The following steps showing the working of Amazon Q Business User Store
- In Amazon Q Business, each document in any data source has access control list (ACL) information inherently attached to it as metadata.
- The ACLs contain information about which users and groups have access to a document.
- Then Connectors can crawl and use ACL information from your data source.
- And Re-sync your data source to capture ACL changes and ensure correct user access.
- Amazon Q Business crawls user and group information from each data source and maps it internally.
- Then User and group information is stored in the User Store for matching document access details.
- If you delete a group in the User Store and then re-create it later with the same name but with different group members, document ACLs which contain this group may be impacted.
- Delete the old user from the User Store if a new user has the same email address. Amazon Q Business will verify user attributes and deny access if there are discrepancies.
Using Amazon VPC
Amazon Q Business can connect to your Virtual private cloud (VPC) to index content. It can do this because you can tell Amazon Q Business the security information it needs to access your VPC. This way, Amazon Q Business can securely communicate with your data source within your virtual private cloud.

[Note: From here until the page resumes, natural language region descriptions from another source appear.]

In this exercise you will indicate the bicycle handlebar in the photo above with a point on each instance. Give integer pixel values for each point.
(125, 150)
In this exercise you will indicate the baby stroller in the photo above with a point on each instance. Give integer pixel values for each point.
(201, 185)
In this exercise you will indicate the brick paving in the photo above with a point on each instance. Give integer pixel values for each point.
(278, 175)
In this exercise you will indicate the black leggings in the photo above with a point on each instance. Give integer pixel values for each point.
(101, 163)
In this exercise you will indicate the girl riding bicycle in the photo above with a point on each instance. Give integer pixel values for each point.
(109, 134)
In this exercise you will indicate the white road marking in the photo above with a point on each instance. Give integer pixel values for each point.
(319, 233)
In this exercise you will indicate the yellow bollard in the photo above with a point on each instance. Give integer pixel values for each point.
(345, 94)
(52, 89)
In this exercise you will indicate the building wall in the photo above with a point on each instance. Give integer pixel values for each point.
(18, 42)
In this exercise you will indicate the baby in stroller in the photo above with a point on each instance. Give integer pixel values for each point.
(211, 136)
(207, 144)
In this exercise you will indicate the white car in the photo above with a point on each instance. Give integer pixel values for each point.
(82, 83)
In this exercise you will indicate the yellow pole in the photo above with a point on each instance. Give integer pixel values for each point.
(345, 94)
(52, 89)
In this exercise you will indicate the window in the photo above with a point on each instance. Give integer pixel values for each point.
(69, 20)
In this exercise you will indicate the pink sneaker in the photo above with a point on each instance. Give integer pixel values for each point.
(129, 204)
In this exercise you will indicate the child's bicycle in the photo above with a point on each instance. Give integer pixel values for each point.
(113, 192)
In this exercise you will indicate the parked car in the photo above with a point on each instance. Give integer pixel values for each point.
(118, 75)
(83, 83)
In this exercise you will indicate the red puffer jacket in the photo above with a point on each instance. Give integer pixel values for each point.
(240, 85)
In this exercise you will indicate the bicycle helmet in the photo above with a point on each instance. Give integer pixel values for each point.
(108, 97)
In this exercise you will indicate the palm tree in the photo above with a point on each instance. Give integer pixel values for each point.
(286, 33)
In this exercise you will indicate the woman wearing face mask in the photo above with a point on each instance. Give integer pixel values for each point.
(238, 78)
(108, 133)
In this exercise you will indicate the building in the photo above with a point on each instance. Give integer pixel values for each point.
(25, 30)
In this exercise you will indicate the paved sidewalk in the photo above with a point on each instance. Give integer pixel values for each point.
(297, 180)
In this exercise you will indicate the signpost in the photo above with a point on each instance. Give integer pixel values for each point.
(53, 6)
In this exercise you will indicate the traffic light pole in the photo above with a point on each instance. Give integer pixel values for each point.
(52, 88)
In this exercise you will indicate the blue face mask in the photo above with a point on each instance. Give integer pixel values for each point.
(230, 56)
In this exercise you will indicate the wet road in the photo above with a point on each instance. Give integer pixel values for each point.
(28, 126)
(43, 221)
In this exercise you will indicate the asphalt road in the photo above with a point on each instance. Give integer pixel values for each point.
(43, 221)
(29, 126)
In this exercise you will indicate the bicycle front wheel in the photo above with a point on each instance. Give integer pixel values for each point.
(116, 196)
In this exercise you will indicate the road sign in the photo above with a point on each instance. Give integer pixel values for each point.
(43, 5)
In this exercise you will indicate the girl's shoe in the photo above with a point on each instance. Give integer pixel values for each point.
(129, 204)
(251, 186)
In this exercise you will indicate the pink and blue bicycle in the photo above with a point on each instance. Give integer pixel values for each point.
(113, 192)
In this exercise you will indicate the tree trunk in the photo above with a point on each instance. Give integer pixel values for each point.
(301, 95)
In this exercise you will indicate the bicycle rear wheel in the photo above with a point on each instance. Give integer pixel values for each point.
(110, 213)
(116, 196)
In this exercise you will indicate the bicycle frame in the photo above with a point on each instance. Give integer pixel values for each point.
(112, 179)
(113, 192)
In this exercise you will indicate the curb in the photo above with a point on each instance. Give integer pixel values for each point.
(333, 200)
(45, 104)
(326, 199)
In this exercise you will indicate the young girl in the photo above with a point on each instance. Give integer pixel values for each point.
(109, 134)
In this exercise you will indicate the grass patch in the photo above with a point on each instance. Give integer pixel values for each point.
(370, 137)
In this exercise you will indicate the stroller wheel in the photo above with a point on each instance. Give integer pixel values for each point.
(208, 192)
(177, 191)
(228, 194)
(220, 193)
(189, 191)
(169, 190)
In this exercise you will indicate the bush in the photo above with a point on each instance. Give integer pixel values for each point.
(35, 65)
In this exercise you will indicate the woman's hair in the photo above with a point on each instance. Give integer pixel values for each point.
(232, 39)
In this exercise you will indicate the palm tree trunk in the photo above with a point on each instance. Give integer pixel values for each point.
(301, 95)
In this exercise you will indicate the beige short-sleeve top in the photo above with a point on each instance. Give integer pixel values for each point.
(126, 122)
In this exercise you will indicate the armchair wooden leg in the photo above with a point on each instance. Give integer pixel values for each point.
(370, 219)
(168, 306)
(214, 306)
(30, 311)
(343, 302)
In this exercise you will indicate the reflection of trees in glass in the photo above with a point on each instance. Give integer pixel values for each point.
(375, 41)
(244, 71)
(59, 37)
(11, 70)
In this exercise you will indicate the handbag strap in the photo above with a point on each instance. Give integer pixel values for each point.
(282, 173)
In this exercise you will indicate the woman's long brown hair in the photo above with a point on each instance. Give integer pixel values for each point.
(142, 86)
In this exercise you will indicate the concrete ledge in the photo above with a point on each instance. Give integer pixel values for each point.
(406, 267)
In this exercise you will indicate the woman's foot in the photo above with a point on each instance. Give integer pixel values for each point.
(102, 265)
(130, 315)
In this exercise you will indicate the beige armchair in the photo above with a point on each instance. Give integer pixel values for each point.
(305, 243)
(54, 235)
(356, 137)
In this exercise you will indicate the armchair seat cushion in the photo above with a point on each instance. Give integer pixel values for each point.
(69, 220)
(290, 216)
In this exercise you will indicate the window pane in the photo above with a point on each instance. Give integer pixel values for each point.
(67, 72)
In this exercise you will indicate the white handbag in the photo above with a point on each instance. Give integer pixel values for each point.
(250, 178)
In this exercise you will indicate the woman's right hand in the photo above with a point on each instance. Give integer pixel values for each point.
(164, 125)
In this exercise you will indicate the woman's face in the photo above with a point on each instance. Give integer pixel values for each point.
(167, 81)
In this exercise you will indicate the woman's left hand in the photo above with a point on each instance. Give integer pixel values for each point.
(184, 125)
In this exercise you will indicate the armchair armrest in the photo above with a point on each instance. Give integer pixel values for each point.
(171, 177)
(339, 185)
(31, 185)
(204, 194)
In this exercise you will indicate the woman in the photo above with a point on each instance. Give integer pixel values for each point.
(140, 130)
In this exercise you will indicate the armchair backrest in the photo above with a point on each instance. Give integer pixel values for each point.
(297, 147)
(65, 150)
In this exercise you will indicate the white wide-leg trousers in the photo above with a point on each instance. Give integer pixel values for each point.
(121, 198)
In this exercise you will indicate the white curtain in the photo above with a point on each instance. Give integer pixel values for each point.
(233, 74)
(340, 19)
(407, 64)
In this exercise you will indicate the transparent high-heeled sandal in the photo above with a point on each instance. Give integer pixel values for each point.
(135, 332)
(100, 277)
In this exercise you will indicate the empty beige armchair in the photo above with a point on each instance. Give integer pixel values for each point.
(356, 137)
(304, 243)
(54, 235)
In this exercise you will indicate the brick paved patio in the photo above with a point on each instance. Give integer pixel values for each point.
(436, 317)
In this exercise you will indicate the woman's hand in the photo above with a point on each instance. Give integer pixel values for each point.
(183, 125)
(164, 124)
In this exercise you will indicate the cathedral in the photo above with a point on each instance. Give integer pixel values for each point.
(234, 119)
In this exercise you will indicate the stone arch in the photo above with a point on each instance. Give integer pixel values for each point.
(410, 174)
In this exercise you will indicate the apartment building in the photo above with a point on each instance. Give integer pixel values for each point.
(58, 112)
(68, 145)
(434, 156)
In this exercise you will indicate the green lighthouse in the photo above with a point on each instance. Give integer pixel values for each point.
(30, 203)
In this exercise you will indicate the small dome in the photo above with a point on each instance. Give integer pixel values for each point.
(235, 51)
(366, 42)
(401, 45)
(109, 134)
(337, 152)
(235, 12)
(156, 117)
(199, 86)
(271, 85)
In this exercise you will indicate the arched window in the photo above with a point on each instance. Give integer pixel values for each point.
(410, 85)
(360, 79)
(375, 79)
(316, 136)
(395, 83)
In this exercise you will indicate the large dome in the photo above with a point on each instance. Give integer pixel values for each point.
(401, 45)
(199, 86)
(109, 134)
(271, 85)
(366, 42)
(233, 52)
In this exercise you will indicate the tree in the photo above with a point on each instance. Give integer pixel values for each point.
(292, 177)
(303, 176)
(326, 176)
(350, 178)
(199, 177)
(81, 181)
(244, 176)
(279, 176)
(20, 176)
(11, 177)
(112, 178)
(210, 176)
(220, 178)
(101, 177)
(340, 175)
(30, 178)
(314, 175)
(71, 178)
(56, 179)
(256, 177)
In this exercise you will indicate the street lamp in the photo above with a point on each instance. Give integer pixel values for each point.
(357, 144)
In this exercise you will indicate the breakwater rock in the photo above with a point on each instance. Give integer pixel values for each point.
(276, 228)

Troubleshooting Data Source Connectors
Now we are going to fix some issues with Amazon Q Business data source connectors.
- My documents were not indexed: Amazon Q Business has a two-step process for indexing data. Errors can occur at either the data source level or at the document level. Data source errors are reported in the console, while document level errors are reported in Amazon CloudWatch Logs. This helps you identify and fix any issues that prevent documents from being indexed.
- My synchronization job failed: Amazon Q Business synchronization jobs can fail due to configuration errors in the index or the data source. These errors are usually related to insufficient IAM permissions for Amazon Q Business to access the resources it needs. The error message in the Sync run history section of the data source details page provides details about the missing permissions. Following are some of the error messages that you can receive:
- Failed to create log group for job. Please make sure that the IAM role provided has sufficient permissions.
- Failed to access Amazon S3 file prefix (bucket name) while trying to crawl your metadata files. Please make sure the IAM role (ARN) provided has sufficient permissions.
- The provided IAM role (ARN) could not be assumed. Please make sure Amazon Q Business is a trusted entity that is allowed to assume the role.
- My synchronization job is incomplete: To troubleshoot an incomplete synchronization job, look first to your CloudWatch logs.
- From the details column, choose View details in CloudWatch.
- Review the error messages to see what caused the document to fail.
- My synchronization job succeeded but there are no indexed documents: Possible reasons include the following:
- Check CloudWatch DocumentsSubmittedForIndexingFailed metric to see if any documents failed to synchronize. Check your CloudWatch logs for details.
- For an Amazon S3 data source, you might have given Amazon Q Business the wrong bucket name or prefix. Make sure that the S3 bucket that Amazon Q Business is using is the bucket that contains the documents to index.
- When re-indexing a document that failed to be indexed in an earlier job, Amazon Q Business won't index it unless you've changed the document or its associated metadata file.
-
I am running into file format issues while syncing my data source:
If you run into file format issues while adding files to your data source or syncing your data source, make sure that your document types are supported by Amazon Q Business. -
I am getting an AccessDenied When Using SSL Certificate File error message:
If you are getting an "access denied" error when using an SSL certificate with your data source, check if the IAM role has the necessary permissions to access the certificate file. If the certificate is encrypted with an AWS KMS key, ensure that your IAM role also has permissions to decrypt the certificate using the AWS KMS key.